We explore estimation and forecast accuracy for sparse linear models, focusing on scenarios where both predictors and errors carry serial correlations. We establish a clear link between predictor serial correlation and the performance of the LASSO, showing that even orthogonal or weakly correlated stationary AR processes can lead to significant spurious correlations due to their serial correlations. To address this challenge, we propose a novel approach named ARMAr-LASSO ({\em ARMA residuals LASSO}), which applies the LASSO to predictors that have been pre-whitened with ARMA filters and lags of dependent variable. We derive both asymptotic results and oracle inequalities for the ARMAr-LASSO, demonstrating that it effectively reduces estimation errors while also providing an effective forecasting and feature selection strategy. Our findings are supported by extensive simulations and an application to real-world macroeconomic data, which highlight the superior performance of the ARMAr-LASSO for handling sparse linear models in the context of time series.

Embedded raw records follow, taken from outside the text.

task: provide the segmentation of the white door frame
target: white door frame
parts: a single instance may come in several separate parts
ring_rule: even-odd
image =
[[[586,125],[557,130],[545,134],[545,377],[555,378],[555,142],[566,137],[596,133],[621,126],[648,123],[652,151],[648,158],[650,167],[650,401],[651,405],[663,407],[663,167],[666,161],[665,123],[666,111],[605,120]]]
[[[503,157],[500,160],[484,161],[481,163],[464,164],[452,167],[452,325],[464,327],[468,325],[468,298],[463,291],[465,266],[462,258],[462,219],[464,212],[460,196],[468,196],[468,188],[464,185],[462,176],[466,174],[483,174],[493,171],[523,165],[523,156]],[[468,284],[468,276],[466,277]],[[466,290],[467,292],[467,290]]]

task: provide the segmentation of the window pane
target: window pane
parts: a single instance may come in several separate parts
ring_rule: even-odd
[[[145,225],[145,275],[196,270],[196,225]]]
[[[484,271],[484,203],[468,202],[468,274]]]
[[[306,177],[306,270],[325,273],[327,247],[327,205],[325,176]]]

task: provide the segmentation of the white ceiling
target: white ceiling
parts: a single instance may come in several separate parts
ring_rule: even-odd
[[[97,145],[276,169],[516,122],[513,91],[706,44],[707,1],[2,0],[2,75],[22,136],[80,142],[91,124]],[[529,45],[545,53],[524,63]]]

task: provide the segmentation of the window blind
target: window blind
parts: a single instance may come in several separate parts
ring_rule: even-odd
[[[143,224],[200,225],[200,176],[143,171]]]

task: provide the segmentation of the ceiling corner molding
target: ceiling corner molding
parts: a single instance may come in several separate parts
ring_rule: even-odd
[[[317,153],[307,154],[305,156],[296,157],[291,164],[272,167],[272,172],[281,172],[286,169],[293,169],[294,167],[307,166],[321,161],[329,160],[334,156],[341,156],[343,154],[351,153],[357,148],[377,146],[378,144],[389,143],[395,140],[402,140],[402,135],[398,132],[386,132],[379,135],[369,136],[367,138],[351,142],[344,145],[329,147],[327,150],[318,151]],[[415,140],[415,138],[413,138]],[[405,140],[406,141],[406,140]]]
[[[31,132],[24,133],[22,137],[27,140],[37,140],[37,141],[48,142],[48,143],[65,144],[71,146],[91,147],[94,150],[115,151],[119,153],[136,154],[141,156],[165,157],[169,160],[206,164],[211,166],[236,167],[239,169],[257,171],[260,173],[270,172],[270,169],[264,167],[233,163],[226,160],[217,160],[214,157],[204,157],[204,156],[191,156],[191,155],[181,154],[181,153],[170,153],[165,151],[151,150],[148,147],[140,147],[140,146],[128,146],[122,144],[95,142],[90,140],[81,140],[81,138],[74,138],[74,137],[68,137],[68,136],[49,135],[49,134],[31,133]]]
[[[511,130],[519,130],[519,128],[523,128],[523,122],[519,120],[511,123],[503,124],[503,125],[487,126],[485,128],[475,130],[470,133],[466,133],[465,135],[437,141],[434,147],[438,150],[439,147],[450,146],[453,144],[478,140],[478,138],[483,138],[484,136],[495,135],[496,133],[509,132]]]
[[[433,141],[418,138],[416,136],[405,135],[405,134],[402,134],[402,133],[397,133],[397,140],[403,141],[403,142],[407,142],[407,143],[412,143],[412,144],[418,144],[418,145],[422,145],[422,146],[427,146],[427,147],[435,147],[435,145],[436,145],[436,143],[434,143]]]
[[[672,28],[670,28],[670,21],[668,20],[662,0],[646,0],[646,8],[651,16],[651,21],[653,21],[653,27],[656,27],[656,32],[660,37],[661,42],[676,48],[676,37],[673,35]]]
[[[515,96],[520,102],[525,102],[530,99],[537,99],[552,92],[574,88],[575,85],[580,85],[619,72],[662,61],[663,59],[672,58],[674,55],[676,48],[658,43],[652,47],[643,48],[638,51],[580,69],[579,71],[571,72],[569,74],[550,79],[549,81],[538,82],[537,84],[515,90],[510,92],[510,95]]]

翻译：本文探讨了稀疏线性模型的估计与预测精度，重点关注预测变量与误差项均存在序列相关性的情形。我们建立了预测变量序列相关性与LASSO性能之间的明确联系，表明即使是正交或弱相关的平稳AR过程，由于其序列相关性，也可能导致显著的伪相关性。为应对这一挑战，我们提出了一种名为ARMAr-LASSO（ARMA残差LASSO）的新方法，该方法将LASSO应用于经过ARMA滤波器和因变量滞后项预白化处理的预测变量。我们推导了ARMAr-LASSO的渐近结果与Oracle不等式，证明其能有效降低估计误差，同时提供有效的预测与特征选择策略。大量仿真实验及对实际宏观经济数据的应用验证了我们的结论，突显了ARMAr-LASSO在处理时间序列背景下稀疏线性模型时的优越性能。